Second, we contribute to the burgeoning literature on intergenerational public goods. Previous research has studied resource replenishment rates (Fischer et al. 2004), institutions (Hauser et al. 2014), and peer punishment (Lohse and Waichman 2020). However, a previously neglected aspect of intergenerational public goods is relatedness (Nowak 2006): decision-makers may not be present to reap the benefits of their actions in the future, but their own descendants could benefit. As a result, genetic offspring should be considered in other interventions to increase contributions to intergenerational public goods.

Furthermore, our study also speaks to the standard public goods game: although observability is a widely studied intervention in economics (Hoffman et al. 1996), our study suggests that the type of observers matters: while adults are typically recruited for studies using observability, we show that variation in observers can yield differing results. In our setting, adult observers did not affect VCA, either in the main analysis or the subgroup analyses. Our findings document the importance of choosing an observer that manipulates the theoretical construct in question.

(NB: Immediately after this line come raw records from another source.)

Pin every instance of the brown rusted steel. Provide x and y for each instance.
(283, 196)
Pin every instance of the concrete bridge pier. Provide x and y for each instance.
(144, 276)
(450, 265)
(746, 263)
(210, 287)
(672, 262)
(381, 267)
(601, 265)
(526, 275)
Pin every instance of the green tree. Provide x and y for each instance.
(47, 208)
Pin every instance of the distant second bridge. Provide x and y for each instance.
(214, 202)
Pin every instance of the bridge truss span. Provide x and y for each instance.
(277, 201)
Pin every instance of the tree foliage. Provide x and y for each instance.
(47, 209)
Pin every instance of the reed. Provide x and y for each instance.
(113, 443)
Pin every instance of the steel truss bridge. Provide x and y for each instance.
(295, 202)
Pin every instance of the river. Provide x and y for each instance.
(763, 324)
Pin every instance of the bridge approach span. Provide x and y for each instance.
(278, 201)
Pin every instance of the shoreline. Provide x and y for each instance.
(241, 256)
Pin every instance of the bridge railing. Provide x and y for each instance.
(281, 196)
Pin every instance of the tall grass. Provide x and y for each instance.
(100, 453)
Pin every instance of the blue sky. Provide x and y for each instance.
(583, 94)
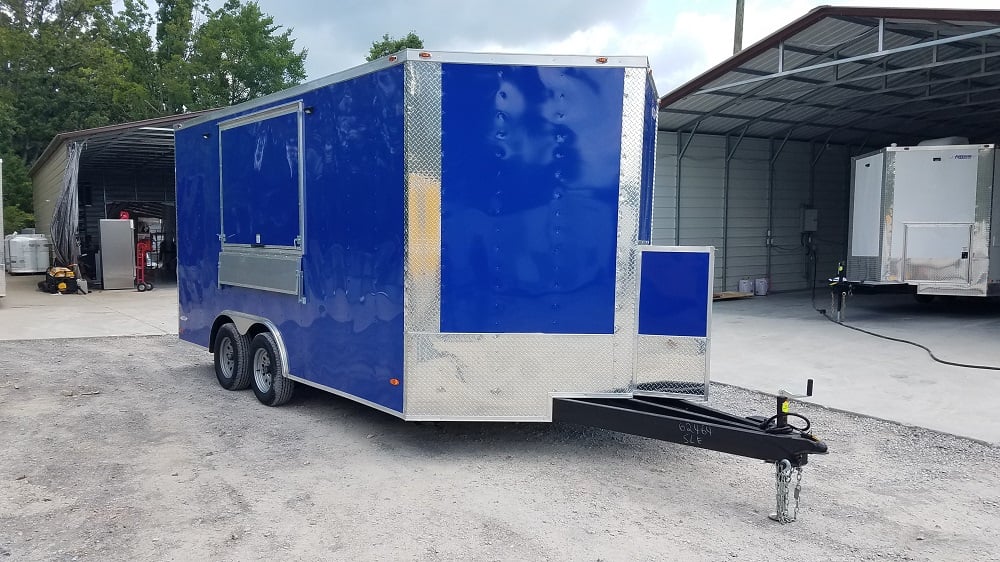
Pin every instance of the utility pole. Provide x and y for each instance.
(738, 37)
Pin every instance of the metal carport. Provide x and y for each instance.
(128, 166)
(746, 146)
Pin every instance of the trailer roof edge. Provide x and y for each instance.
(430, 57)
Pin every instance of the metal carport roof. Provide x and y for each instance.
(141, 145)
(844, 75)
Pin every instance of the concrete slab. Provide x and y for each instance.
(779, 341)
(27, 313)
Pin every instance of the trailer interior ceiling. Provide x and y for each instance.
(778, 122)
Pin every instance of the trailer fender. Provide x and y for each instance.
(251, 325)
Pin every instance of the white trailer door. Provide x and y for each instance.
(937, 252)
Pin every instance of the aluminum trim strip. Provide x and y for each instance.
(269, 113)
(413, 55)
(422, 212)
(933, 148)
(347, 395)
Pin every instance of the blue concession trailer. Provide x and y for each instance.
(453, 236)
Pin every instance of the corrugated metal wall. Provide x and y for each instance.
(734, 207)
(46, 186)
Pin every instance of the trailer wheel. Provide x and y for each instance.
(232, 353)
(269, 385)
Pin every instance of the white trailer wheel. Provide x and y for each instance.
(269, 384)
(232, 353)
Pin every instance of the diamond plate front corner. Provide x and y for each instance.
(502, 376)
(629, 195)
(672, 365)
(422, 221)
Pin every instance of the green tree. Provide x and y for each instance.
(388, 45)
(240, 54)
(174, 37)
(129, 35)
(58, 71)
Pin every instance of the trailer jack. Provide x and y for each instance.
(772, 439)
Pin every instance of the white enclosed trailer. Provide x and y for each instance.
(924, 219)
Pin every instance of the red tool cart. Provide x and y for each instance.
(142, 249)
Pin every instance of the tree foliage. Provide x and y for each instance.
(388, 45)
(74, 64)
(240, 54)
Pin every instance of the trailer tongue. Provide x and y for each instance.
(672, 419)
(457, 237)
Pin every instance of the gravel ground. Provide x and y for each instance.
(127, 449)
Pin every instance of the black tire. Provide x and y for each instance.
(267, 366)
(232, 358)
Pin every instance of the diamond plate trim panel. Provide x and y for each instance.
(890, 267)
(422, 142)
(503, 376)
(629, 191)
(979, 265)
(671, 364)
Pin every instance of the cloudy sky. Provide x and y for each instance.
(681, 38)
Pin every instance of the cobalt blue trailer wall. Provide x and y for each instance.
(529, 200)
(352, 200)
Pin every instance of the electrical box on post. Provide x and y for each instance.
(810, 219)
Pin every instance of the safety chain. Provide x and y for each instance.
(783, 480)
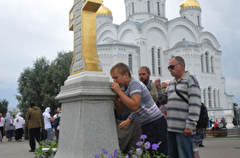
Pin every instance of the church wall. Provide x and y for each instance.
(179, 32)
(128, 32)
(111, 54)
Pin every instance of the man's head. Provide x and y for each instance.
(121, 74)
(165, 84)
(176, 67)
(144, 74)
(32, 104)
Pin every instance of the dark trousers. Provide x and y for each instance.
(1, 128)
(18, 134)
(56, 133)
(34, 133)
(156, 132)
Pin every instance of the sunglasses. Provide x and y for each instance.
(172, 66)
(142, 74)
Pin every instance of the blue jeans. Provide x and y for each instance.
(179, 145)
(49, 134)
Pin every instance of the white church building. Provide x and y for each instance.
(148, 38)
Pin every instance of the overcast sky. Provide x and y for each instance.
(32, 29)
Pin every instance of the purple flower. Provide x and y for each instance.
(104, 151)
(155, 146)
(138, 151)
(140, 143)
(97, 155)
(115, 153)
(147, 145)
(143, 137)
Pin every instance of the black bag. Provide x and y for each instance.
(203, 117)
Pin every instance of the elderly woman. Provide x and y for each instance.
(9, 126)
(2, 122)
(18, 124)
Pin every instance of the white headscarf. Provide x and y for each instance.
(47, 110)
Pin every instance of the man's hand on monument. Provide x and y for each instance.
(124, 124)
(115, 87)
(157, 83)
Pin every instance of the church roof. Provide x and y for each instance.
(114, 42)
(104, 10)
(184, 43)
(189, 3)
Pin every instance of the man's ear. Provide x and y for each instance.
(126, 74)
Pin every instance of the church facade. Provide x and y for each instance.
(148, 38)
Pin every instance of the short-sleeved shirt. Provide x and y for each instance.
(18, 124)
(148, 110)
(2, 122)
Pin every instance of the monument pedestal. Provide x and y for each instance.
(87, 119)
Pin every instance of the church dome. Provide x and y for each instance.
(189, 3)
(104, 10)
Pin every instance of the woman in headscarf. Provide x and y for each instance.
(9, 126)
(47, 122)
(2, 122)
(18, 124)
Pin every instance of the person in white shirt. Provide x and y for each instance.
(47, 121)
(18, 124)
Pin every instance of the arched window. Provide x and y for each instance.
(148, 5)
(133, 7)
(207, 63)
(212, 64)
(202, 68)
(159, 61)
(158, 8)
(214, 98)
(130, 62)
(129, 8)
(153, 61)
(209, 97)
(204, 97)
(198, 20)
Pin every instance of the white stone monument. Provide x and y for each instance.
(87, 121)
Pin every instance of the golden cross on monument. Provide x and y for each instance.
(84, 25)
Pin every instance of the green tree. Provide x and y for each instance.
(4, 106)
(42, 83)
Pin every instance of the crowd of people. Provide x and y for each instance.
(142, 107)
(41, 126)
(164, 117)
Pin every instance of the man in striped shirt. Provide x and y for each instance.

Finally, we contribute to the literature on child-parent interactions. Most work has investigated one direction of this causal relationship—how parents influence their children—such as, for example, the extent to which parents’ sharing behavior in the dictator game influences their child’s subsequent dictator game behavior (Ben-Ner et al. 2017). Similarly, prior fieldwork has found that preferences are shaped by one’s parents’ behavior in childhood and persist into adulthood (Fernández et al. 2004). Here, we reverse the causal direction of this relationship, finding that parents’ behavior can be shaped by their children. Our intervention is relatively minimal and only involves observation by children, leaving open the possibility that children’s actual influence on their parents is much larger in reality.

Our findings have implications for policy-makers and offer new research questions for scholars across a variety of domains. We focused on VCA, specifically planting trees, for which we found a notably high willingness to invest into the future. Based on our fixed price for reducing one ton of CO2 (by design, fixed at 100€ per ton) and the average CO2 reduction for each tree (0.015 tons per year), we can estimate that our participants were willing to offset 0.570 tons of CO2 annually.Footnote 2 Extrapolating these annual reductions into the future, our participants, on average, invested into offsetting 68.42 tons of CO2 over the expected lifetime of these trees of about 120 years. We believe these estimates represent meaningful ecological and economic trade-offs, which should afford policy-makers some hope that citizens are willing to incur costs today to help the future. Indeed, Steinke and Trautmann (2021) find equally high willingness among their respondents who are willing to incur a cost today to help the future and even the far future (from which they themselves and even their own kin no longer benefit from).

However, parents make many more important decisions in daily life that have consequences, if not always for future generations, at least for years and decades to come that also shape the lives of the next generation. Consider, for instance, voting: in many countries, adults are not allowed to take their children into the voting booth. Would parties that emphasize long-term investments in education and environmental protection receive a greater voting share if parents had to choose under the watchful eyes of their own children? While this is an open empirical question, one could imagine that voting systems may take such considerations into account (Kamijo et al. 2017). Ultimately, this perspective can be extended further, including to seemingly mundane activities, such as shopping for groceries (e.g., buying meat or vegetarian alternatives), or choosing whether to take the bike to work or on the school run: children may be a powerful, yet underappreciated way to shape their parent’s behavior.